SSDI for the Self-Employed
Social Security Disability Insurance (SSDI) is tied to employment in many respects. Applicants typically must have worked a certain number of years and obtained a certain amount of work credits to qualify to receive benefits. Additionally, benefits are typically connected to prior wages, and eligibility requires a consideration of whether an individual has been gainfully employed. For all of these reasons, applying for SSDI when you are self-employed can be more complicated than usual. At Kantrovitz & Associates, our Social Security lawyers have helped guide many self-employed Massachusetts residents through the application process and can advise them on how to strengthen a claim.Seeking SSDI when Self-Employed
In order for any individual to qualify for SSDI, he or she must have worked enough in past years to have accumulated the necessary work credits to be eligible for benefits. Individuals earn one work credit for each $1,220 that they earn in income and pay Social Security taxes on. While the exact number of credits required varies depending on age, most people who have earned 40 credits in the past 10 years typically qualify for benefits. Self-employed individuals obtain work credits in the same way that any other employee does, but they must make sure that they are paying self-employment taxes, which include taxes to the Social Security Administration. If an individual does not pay these taxes, he or she will not be able to obtain work credits and will be ineligible for SSDI benefits.Defining Substantial Gainful Activity
One of the first factors that disability examiners consider when determining whether an individual qualifies for disability benefits is whether the applicant is engaged in “substantial gainful activity” (SGA). For typical wage earners, SGA is determined by looking at how much income an individual has received. For self-employed individuals, however, the Social Security Administration utilizes two different tests: the countable income test or the “three tests.”
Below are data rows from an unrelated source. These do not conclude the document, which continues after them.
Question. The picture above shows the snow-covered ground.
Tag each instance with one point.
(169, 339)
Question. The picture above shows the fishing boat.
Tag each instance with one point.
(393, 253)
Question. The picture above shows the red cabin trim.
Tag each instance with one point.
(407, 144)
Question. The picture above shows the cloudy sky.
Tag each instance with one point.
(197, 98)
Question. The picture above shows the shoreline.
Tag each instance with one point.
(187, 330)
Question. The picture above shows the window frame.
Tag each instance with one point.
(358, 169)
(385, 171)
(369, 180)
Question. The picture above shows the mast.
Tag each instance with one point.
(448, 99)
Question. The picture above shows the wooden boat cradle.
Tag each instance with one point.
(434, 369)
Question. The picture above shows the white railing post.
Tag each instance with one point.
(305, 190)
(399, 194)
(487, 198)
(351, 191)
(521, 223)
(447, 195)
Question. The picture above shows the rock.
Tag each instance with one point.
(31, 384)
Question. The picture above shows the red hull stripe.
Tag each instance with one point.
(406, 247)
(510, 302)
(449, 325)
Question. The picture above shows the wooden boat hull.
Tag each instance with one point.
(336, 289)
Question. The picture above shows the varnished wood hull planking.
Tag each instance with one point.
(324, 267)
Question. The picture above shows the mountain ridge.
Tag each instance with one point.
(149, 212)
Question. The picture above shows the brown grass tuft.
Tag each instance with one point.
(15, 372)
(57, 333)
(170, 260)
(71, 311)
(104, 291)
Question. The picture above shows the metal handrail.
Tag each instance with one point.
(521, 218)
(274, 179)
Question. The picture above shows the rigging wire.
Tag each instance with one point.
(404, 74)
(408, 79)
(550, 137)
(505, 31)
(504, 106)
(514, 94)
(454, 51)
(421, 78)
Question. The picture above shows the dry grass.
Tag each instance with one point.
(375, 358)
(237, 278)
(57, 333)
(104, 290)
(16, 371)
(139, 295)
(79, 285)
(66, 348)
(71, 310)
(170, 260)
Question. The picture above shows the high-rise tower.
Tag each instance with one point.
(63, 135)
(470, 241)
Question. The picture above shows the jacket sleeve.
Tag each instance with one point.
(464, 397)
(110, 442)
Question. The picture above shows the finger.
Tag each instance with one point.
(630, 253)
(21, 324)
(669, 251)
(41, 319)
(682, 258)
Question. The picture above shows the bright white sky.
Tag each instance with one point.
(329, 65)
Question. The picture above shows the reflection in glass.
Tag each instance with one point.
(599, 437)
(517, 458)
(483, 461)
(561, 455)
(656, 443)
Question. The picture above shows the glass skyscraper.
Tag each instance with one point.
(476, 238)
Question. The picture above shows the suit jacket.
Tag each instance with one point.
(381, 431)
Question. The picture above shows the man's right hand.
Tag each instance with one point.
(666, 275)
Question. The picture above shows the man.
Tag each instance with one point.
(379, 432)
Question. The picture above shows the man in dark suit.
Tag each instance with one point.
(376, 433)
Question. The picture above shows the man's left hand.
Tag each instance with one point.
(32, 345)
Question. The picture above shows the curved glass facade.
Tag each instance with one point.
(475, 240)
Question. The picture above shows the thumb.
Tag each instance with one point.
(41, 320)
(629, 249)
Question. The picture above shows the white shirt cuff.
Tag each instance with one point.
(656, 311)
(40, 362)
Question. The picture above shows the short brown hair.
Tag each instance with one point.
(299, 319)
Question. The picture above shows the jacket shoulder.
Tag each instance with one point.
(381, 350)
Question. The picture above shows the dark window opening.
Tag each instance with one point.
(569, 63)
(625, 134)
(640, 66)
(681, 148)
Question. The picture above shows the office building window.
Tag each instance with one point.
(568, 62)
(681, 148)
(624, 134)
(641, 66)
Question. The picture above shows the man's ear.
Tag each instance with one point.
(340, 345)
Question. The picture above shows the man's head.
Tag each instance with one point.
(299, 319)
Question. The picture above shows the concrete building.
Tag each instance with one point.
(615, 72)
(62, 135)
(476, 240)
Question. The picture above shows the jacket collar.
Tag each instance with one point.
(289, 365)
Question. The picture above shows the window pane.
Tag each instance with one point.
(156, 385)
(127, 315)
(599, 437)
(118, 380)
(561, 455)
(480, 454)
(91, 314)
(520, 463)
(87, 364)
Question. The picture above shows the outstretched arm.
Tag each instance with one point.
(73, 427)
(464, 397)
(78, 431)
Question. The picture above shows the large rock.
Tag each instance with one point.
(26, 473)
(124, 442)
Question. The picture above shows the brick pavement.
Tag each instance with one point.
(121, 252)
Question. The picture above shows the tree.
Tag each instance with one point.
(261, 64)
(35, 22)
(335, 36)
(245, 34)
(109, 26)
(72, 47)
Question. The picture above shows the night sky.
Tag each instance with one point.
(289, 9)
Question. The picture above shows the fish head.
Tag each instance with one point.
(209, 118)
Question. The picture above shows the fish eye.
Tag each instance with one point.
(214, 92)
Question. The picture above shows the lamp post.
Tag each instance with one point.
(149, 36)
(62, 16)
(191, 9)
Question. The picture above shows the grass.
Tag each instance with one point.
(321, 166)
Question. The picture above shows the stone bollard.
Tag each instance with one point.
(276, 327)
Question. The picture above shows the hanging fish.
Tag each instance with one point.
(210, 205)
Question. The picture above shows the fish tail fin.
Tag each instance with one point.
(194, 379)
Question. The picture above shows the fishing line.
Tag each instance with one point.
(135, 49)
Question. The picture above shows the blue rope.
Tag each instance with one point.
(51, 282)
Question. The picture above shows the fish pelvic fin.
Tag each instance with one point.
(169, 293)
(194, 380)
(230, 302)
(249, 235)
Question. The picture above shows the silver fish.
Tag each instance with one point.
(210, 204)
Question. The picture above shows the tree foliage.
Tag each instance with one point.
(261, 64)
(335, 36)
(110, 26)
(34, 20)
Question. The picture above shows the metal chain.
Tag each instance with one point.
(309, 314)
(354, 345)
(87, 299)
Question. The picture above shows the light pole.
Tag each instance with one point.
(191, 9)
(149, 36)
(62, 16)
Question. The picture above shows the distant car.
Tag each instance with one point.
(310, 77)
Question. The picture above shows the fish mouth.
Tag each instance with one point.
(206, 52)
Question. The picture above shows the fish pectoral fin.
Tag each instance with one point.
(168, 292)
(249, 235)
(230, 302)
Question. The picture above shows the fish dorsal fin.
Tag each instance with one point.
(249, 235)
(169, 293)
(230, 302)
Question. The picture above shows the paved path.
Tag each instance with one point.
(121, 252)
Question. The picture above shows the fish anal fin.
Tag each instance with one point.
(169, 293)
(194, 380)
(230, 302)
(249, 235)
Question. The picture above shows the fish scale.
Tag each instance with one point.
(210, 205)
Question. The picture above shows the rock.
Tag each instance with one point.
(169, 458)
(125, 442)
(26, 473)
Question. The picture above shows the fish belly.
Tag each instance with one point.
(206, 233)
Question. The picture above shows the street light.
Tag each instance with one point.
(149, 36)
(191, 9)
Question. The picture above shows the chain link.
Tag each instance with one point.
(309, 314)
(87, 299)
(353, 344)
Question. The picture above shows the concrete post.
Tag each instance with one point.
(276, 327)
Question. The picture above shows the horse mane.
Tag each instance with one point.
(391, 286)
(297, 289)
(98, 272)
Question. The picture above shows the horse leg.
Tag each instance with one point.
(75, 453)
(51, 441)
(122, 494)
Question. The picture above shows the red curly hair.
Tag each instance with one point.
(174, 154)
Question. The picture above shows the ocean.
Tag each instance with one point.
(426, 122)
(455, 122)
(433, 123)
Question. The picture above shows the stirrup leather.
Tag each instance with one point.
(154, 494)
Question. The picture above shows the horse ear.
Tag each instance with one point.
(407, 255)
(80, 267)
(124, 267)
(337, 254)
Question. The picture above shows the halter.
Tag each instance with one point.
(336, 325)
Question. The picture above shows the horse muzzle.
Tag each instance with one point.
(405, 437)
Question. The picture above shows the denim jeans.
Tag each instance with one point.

If you are a new applicant for SSDI or have been on SSDI for less than 24 months, the SSA will use the “three tests” to determine whether you are engaged in substantial gainful activity. The first test is known as the “significant services and income test.” It considers whether the work you are doing constitutes significant services and whether you derive substantial income, usually more than $1,090 a month, from that work. If your work does not qualify as significant services or as substantial income, the SSA will then employ a comparability test to determine whether your work is comparable to that of an unimpaired person in your community. If so, it will be considered SGA. Finally, the SSA may also use a “worth of the work” test, which considers whether, even though you may not be making $1,090 a month from your work, the value of your work is equivalent to that amount or higher.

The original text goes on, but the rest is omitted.